Les Premières Nations du Canada et des communautés autochtones des États-Unis viennent de signer un traité pour lutter contre l'exploitation et la distribution du pétrole provenant des sables bitumineux de l'Alberta, toutefois la province se dit prête à travailler avec elles sur ce dossier.

La signature du traité, à Montréal et à Vancouver, survient alors que le débat s'envenime autour de la question du développement des pipelines en Amérique du Nord. La semaine dernière, le ministère de la Justice des États-Unis a dû prévoir un délai pour retarder la construction d'un pipeline controversé dans le Dakota du Nord.

La vice-première ministre de l'Alberta, Sarah Hoffman, a dit être déçue, mais pas étonnée, par le fait que 50 Premières Nations à travers le pays s'opposent aux projets des nouveaux pipelines.

Dans une entrevue avec CBC Calgary, elle a affirmé que le gouvernement néo-démocrate travaillerait avec les communautés autochtones, tout en poursuivant ses efforts pour favoriser la construction d'exploitations pétrolières.

Selon Sarah Hoffman, les anciens gouvernements provincial et fédéral ne s'intéressaient pas au dialogue avec les chefs des Premières Nations. Cela expliquerait en partie, ajoute-t-elle, le fait que ces communautés se méfient et rejettent les projets liés au secteur énergétique.

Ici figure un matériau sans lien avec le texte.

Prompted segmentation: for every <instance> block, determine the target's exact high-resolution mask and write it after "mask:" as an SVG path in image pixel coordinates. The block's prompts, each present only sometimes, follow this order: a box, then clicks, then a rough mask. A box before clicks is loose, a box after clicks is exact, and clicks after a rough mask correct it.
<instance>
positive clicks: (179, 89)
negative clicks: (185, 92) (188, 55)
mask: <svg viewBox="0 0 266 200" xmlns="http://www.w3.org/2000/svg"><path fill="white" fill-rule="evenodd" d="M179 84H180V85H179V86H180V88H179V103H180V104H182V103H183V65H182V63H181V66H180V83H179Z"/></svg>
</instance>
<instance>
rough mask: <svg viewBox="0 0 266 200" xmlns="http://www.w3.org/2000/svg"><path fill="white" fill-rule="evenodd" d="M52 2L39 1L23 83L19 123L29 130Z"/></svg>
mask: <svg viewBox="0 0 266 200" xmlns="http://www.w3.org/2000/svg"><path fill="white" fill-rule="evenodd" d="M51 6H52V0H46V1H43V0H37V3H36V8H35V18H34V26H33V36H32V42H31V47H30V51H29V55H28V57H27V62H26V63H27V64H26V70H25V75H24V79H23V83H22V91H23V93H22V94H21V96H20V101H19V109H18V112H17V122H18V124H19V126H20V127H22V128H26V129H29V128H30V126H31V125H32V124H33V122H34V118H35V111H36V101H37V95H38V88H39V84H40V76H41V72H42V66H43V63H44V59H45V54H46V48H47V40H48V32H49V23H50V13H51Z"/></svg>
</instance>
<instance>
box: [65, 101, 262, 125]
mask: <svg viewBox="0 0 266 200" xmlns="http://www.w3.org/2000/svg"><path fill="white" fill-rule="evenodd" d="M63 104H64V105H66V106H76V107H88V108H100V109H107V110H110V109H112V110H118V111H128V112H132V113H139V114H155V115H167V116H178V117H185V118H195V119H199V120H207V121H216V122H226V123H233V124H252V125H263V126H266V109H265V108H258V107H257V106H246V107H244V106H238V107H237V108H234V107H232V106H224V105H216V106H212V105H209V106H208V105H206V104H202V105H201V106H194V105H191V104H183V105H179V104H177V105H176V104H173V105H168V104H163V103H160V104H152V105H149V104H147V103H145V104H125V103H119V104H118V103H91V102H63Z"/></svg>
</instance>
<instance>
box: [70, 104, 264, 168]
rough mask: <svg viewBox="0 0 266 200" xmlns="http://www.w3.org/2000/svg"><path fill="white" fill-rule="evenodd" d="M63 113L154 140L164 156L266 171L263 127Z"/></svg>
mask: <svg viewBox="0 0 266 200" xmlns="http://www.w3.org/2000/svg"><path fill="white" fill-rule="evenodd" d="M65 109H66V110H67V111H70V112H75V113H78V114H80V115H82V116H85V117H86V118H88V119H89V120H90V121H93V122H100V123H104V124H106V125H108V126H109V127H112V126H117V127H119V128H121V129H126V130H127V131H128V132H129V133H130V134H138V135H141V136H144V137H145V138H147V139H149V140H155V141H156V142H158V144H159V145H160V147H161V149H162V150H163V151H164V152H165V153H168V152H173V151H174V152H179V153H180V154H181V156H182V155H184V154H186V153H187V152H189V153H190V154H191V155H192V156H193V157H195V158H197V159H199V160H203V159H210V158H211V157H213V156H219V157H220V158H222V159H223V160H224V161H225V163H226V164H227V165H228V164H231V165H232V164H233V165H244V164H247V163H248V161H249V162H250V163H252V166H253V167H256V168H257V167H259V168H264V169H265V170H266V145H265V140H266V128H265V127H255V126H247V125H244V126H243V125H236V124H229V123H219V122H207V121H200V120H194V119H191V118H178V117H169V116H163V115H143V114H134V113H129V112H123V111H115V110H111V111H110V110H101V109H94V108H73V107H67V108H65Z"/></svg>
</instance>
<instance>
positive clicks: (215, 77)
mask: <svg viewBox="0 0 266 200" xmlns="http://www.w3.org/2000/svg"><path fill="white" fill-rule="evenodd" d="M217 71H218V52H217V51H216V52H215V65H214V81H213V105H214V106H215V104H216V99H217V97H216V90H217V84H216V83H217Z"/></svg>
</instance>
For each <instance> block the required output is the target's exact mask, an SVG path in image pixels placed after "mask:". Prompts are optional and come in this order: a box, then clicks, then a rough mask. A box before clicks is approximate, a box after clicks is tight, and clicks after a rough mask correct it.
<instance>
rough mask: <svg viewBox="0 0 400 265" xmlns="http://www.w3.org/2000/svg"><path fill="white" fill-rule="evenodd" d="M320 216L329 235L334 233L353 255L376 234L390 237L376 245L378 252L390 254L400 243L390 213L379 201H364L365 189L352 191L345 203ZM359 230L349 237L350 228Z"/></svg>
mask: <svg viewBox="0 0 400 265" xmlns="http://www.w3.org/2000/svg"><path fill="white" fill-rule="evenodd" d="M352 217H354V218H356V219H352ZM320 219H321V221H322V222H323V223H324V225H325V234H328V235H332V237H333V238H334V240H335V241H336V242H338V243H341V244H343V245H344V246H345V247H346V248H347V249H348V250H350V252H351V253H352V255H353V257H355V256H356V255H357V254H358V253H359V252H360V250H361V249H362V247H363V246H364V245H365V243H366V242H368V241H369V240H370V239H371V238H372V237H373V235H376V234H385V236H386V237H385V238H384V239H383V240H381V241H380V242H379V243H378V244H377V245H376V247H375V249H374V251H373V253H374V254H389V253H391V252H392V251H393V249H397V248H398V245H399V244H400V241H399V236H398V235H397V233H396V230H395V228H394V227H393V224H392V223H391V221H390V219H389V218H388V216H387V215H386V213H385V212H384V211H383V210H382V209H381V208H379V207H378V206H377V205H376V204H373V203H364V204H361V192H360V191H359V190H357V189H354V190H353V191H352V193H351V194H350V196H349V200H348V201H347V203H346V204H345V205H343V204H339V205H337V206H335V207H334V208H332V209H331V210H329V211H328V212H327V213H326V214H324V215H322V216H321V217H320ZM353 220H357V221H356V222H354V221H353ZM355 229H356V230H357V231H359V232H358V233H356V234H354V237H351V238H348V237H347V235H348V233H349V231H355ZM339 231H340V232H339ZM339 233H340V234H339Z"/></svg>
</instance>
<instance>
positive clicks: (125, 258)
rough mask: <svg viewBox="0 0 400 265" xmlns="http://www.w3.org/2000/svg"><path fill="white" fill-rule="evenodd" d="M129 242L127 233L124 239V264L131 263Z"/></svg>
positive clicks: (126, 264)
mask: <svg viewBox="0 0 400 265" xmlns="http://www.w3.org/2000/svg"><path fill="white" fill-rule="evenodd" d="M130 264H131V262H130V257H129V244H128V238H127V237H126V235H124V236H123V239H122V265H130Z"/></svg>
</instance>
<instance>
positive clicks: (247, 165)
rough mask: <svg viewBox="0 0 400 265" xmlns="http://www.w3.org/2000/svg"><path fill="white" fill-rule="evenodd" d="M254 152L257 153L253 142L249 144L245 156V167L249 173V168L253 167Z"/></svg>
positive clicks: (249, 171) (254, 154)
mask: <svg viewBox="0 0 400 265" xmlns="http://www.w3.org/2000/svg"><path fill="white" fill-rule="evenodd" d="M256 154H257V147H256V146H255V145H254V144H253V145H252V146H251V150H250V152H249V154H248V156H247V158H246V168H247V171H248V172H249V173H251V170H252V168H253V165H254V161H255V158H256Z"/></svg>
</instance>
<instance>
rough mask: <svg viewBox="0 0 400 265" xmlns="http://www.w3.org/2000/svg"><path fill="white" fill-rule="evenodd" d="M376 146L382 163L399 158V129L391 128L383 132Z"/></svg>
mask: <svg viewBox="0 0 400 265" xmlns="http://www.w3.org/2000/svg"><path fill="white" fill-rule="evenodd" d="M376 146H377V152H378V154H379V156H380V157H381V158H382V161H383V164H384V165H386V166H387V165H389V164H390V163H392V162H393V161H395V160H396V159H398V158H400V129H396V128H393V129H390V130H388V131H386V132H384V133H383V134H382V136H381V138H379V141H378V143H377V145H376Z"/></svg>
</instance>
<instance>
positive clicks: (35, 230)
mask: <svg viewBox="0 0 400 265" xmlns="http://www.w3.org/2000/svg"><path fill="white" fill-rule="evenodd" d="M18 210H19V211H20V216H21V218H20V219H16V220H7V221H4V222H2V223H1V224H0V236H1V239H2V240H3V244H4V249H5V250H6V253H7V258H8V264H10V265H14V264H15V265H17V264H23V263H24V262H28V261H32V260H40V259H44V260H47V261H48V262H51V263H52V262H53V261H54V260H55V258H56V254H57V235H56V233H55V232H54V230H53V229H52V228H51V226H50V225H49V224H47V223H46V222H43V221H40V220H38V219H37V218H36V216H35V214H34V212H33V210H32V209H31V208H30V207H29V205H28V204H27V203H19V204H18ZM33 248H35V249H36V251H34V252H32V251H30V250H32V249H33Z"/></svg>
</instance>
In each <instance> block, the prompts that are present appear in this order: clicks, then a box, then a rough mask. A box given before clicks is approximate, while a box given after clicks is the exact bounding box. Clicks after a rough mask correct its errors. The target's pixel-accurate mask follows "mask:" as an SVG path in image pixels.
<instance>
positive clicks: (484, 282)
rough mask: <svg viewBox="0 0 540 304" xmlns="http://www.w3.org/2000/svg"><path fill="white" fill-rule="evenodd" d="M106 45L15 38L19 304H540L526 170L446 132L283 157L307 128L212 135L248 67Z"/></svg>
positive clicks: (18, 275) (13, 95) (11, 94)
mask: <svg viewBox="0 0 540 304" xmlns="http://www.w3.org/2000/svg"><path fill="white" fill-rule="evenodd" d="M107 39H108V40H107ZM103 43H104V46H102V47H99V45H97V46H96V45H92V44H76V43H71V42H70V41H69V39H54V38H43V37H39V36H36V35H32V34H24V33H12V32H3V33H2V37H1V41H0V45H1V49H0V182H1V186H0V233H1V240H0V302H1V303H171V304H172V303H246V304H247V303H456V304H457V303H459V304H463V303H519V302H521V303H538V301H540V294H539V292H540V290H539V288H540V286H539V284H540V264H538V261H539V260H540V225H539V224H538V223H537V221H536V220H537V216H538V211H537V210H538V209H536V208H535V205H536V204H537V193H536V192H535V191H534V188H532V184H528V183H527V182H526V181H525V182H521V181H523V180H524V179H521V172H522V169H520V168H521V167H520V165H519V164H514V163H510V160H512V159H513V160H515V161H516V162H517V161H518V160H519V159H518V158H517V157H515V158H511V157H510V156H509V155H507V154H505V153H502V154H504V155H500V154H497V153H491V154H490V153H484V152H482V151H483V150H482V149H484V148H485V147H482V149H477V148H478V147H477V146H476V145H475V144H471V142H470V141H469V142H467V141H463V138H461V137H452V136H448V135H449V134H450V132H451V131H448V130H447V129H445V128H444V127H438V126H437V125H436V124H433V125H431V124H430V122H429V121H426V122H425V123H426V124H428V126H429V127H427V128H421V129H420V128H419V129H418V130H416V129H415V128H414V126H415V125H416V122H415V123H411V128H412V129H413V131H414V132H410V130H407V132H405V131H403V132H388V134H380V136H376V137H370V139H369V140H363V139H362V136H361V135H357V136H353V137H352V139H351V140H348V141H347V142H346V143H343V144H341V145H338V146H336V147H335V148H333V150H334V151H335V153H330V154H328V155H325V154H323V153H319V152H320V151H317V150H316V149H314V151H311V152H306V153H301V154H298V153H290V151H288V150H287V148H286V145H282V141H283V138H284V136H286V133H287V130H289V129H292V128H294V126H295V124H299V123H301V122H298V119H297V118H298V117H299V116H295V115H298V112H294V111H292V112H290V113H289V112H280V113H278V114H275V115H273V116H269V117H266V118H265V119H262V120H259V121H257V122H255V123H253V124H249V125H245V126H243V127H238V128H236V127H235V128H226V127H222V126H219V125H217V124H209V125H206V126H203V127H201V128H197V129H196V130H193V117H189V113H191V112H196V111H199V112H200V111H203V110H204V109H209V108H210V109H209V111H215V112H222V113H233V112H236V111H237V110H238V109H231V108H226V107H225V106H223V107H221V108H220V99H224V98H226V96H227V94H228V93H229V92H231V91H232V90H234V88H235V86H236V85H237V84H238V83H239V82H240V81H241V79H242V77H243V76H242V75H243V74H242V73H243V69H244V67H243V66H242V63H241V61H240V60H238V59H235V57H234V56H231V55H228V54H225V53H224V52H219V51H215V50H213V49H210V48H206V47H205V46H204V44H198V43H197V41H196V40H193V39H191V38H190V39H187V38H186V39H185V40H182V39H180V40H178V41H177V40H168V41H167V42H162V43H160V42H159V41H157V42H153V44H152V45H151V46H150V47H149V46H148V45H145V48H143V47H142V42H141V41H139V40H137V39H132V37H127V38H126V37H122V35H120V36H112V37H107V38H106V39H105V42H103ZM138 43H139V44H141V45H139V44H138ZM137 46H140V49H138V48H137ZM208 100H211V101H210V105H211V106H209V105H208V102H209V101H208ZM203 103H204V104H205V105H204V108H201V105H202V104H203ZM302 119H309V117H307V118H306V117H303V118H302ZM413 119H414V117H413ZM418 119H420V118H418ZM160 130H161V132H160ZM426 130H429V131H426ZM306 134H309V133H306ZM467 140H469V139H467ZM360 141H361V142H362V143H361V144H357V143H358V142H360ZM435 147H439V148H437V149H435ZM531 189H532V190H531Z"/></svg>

L'industrie répond favorablement au dialogue

L'industrie énergétique est l'un des plus gros employeurs des Premières Nations, a rappelé le président de l'Association canadienne des producteurs pétroliers, Tim McMillan. Il a ajouté que les entreprises sont disposées à travailler avec les communautés autochtones et trouver des objectifs communs. 

Selon Tim McMillan, même si certains Canadiens ne soutiennent pas l'industrie pétrolière, ils restent nombreux à le faire et comprennent les préoccupations des Premières Nations.

« Je pense que c'est une demande pour bâtir de nouvelles relations et avoir un dialogue sur les problématiques liées au secteur énergétique, aux infrastructures et comment cela peut nous toucher », a-t-il conclu.